Pero asumamos que no: que sos un comerciante honesto y justo que comercializa sus productos, mejores y/o peores, de la manera que puede, sin engañar a nadie ni engañarse a sí mismo. En ese plan deberías poder aceptar que digan que tu producto no es del todo bueno: las medias tienen fallas, las remeras se autodestruyen después de dos lavados, y así… No hay crítica de ropa o de mayonesas o de toallitas femeninas. Lo que hay es un comportamiento del público que se acerca o aleja de esos productos en función de su rendimiento. En cine, la crítica existe ,y en algunos casos, cumple la tarea (no es para eso que está, pero siguiendo este eje temático veámosla así) de poner a conocimiento del espectador que ese producto que le están vendiendo no es tan bueno como dicen, que el vino de la publicidad pinta bien pero no tiene el sabor que promete, etc…

Lo que quiero decir con esto es que no siempre el cine comercial es el más honesto del mundo. No lo digo, insisto, en el caso de Burman (a quien no quiero hacer arrepentir de haberme cedido este texto y al que además quiero felicitar por lo bien escrito que está el libro), pero tanto él como yo y muchos lectores, sabemos que es así. Que, al igual que el cineasta indie que viaja en primera clase con su documental sobre indigentes «que la ven pasar», hay realizadores/productores que hacen pésimos productos en función de poder llenar más carritos en el supermercado. Y, aún en el caso de que ese mal producto esté hecho con toda la honestidad comercial posible (pagando cada sueldo a término, etc.), y sin «cagar» a nadie, eso no lo exime de una mala crítica a su película.

La crítica de cine, nos guste o no, refiere a un hecho artístico. Casi nunca nos enteramos si ese «gran director que demuestra su gran talento en esa gran película» en realidad maltrata a sus empleados, le debe plata a medio mundo, engaña a su esposa, no paga la cuota del colegio de su hijo o tiene mal aliento cuando se levanta a la mañana. La plusvalía del prestigio se la damos a su producto, no a su forma de vida. Tal vez sea injusto, pero suele ser así en todo el mundo. Somos críticos de cine, no agentes de la AFIP.

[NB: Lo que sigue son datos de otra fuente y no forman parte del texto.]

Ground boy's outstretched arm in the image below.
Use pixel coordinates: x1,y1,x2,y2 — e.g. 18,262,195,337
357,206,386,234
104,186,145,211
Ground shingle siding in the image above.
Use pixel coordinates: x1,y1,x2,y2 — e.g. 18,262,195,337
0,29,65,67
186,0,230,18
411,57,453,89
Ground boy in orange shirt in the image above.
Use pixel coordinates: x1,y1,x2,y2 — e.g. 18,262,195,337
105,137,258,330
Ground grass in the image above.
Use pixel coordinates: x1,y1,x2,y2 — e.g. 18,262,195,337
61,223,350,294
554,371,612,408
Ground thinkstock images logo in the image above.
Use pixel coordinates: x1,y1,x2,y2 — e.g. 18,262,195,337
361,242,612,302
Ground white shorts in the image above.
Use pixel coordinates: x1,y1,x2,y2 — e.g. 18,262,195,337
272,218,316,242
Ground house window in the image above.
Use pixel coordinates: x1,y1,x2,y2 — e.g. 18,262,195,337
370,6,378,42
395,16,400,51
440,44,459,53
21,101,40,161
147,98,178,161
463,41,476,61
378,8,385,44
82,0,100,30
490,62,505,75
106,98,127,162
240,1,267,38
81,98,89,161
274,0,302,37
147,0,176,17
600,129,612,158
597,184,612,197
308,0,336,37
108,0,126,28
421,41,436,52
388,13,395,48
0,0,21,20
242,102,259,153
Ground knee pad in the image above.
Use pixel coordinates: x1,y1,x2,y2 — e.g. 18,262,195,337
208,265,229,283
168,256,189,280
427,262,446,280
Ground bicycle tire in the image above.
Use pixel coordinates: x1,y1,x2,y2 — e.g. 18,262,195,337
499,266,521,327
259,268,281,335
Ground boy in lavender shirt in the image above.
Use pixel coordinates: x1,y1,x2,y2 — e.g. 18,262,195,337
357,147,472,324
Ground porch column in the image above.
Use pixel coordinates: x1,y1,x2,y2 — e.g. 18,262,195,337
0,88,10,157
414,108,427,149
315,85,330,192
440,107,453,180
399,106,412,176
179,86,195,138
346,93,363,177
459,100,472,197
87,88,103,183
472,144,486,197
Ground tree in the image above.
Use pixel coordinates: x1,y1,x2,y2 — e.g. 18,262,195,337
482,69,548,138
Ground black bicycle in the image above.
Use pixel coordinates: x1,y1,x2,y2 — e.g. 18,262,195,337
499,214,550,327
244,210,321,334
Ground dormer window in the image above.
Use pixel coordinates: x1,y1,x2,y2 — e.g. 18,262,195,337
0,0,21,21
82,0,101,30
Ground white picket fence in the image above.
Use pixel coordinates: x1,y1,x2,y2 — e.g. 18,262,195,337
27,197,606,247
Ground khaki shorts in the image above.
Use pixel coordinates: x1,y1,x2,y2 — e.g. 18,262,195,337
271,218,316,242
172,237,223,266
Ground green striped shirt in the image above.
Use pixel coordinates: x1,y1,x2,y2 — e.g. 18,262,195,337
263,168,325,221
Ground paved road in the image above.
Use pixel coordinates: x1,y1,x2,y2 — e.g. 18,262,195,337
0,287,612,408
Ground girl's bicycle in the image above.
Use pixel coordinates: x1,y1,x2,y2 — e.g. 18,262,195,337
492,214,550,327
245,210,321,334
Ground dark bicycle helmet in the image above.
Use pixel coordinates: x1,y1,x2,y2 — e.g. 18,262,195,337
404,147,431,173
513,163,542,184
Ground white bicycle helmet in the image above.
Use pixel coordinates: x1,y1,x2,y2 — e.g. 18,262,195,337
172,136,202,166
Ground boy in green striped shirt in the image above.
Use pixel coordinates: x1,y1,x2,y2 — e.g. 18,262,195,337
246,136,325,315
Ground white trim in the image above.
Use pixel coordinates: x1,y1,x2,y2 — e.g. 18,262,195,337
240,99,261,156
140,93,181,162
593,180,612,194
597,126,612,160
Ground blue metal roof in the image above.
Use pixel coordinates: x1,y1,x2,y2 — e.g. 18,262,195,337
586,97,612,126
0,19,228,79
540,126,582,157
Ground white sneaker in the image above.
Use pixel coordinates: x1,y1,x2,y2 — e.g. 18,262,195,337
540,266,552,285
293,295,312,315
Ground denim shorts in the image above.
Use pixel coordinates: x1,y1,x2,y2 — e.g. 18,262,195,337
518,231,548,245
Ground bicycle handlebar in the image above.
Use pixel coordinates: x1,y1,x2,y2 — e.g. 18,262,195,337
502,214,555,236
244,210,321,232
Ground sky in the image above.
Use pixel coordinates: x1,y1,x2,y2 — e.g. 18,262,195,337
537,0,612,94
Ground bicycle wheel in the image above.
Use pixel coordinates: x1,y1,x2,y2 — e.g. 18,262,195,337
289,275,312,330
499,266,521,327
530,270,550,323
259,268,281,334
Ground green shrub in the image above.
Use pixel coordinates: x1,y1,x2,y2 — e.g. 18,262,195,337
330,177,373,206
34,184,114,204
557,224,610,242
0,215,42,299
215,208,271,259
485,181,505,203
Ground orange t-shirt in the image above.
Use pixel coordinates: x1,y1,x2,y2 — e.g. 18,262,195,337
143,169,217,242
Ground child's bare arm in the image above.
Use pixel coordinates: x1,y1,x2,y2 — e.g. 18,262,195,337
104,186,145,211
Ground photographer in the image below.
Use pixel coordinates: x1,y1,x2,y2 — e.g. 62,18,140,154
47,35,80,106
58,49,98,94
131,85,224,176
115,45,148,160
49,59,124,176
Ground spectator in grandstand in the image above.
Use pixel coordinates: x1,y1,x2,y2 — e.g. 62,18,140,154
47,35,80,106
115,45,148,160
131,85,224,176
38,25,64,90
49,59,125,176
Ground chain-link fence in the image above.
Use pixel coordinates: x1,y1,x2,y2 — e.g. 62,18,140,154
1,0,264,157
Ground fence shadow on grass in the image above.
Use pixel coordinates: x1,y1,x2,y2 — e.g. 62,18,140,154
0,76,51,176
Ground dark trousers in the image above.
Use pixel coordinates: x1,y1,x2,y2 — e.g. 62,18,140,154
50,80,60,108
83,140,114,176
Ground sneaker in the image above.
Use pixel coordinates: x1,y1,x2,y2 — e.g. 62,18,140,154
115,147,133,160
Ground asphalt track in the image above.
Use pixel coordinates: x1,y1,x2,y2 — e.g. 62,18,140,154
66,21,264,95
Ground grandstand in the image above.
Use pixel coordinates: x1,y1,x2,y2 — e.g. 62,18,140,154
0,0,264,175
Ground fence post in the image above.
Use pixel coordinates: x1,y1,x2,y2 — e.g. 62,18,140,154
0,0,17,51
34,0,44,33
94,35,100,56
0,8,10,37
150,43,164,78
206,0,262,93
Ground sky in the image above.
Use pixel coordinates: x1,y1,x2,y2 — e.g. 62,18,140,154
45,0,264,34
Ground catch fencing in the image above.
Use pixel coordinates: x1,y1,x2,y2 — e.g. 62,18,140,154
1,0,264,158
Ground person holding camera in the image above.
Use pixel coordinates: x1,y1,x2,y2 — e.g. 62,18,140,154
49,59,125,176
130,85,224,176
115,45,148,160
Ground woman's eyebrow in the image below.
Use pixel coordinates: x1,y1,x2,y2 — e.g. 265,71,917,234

El cine comercial, es cierto, es honesto al dejar en claro sus intenciones y el circuito económico en el que participa. No engaña a nadie o no debería hacerlo. Pero también es importante que sea honesto con su producto y hacerlo de la mejor manera posible. Si no, también estará engañando al consumidor. Y ya no con su vida privada, sino con el producto que le ofrece.